On 10 August 2007 he was given one week’s notice that his employment would be terminated on 17 August. He had accrued four days’ holiday. The letter giving him notice confirmed he was not required to work but would have to take his accrued holiday during his notice period.
DECISION Briffa made a claim in an employment tribunal for outstanding holiday pay (£249.50). He claimed that he should have been given notice of twice the length of holiday to be taken, ie, eight days. As he was not given such notice, he said he should be paid in lieu of his holiday. The tribunal accepted his argument. Under Regulation 15 of the Working Time Regulations (WTR), an employer is required to give notice of twice the length of holiday to be taken.
I&CM appealed to the Employment Appeal Tribunal (EAT).

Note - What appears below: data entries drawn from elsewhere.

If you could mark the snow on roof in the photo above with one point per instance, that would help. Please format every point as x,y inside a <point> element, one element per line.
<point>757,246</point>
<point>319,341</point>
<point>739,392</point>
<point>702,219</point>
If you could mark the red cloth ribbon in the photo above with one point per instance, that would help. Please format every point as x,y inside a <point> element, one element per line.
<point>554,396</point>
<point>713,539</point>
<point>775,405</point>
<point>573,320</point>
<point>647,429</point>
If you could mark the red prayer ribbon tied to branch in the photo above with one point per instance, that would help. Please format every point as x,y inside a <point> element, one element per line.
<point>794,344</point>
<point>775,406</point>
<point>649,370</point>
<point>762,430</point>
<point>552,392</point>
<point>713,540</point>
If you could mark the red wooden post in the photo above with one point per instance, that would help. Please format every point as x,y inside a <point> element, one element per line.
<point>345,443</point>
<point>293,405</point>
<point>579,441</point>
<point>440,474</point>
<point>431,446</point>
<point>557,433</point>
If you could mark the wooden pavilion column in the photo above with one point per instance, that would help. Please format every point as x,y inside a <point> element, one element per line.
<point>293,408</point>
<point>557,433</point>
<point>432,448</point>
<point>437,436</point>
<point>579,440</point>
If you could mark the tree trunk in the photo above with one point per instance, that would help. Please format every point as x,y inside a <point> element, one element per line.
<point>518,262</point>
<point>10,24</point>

The EAT held that the tribunal had not looked at the WTR properly. The WTR allow an employer to vary the rule about giving notice to take holiday by a ‘relevant agreement’. This includes a contract of employment. The EAT found that I&CM had validly varied the rule about giving notice by including a term to this effect in Briffa’s contract of employment. Briffa was not, therefore, entitled to compensation in lieu of accrued holiday.
IMPLICATIONS It has long been a source of frustration to employers that, almost whatever the circumstances of termination of employment, the employee is entitled under the WTR to be paid in lieu of accrued, but untaken, holiday. It is the one exception to the overriding purpose of the WTR – to ensure employees take paid holiday.
When interpreting the clause in Briffa’s contract in the EAT, judge Peter Clark said that his decision to uphold the clause, as well as being a correct interpretation of the WTR, was also in line with the purpose of the WTR ‘to ensure that workers take sufficient holiday with pay’. Until this case there was doubt whether such clauses would be effective when construed with the WTR. The decision gives employers the scope to avoid having to make a payment in lieu of holiday on termination by including such a clause.
Employers often find that they either don’t need or don’t want an employee to work during their notice period. Having required an employee to be at home during their notice period (effectively on holiday), employers find it grates to have to pay them in lieu of accrued holiday as they are required to do under the WTR.
Briffa had accrued only four days’ holiday, but employees often accrue more. This case shows that if a contract is properly drafted, employers can now avoid having to pay for accrued holiday in addition to notice.
This case referred only to statutory notice, but there is no reason why the same principles should not apply to longer periods of contractual notice. What is important is that employers make sure that their employment contracts clearly set out that they may require an employee to use up any accrued holiday during their notice period.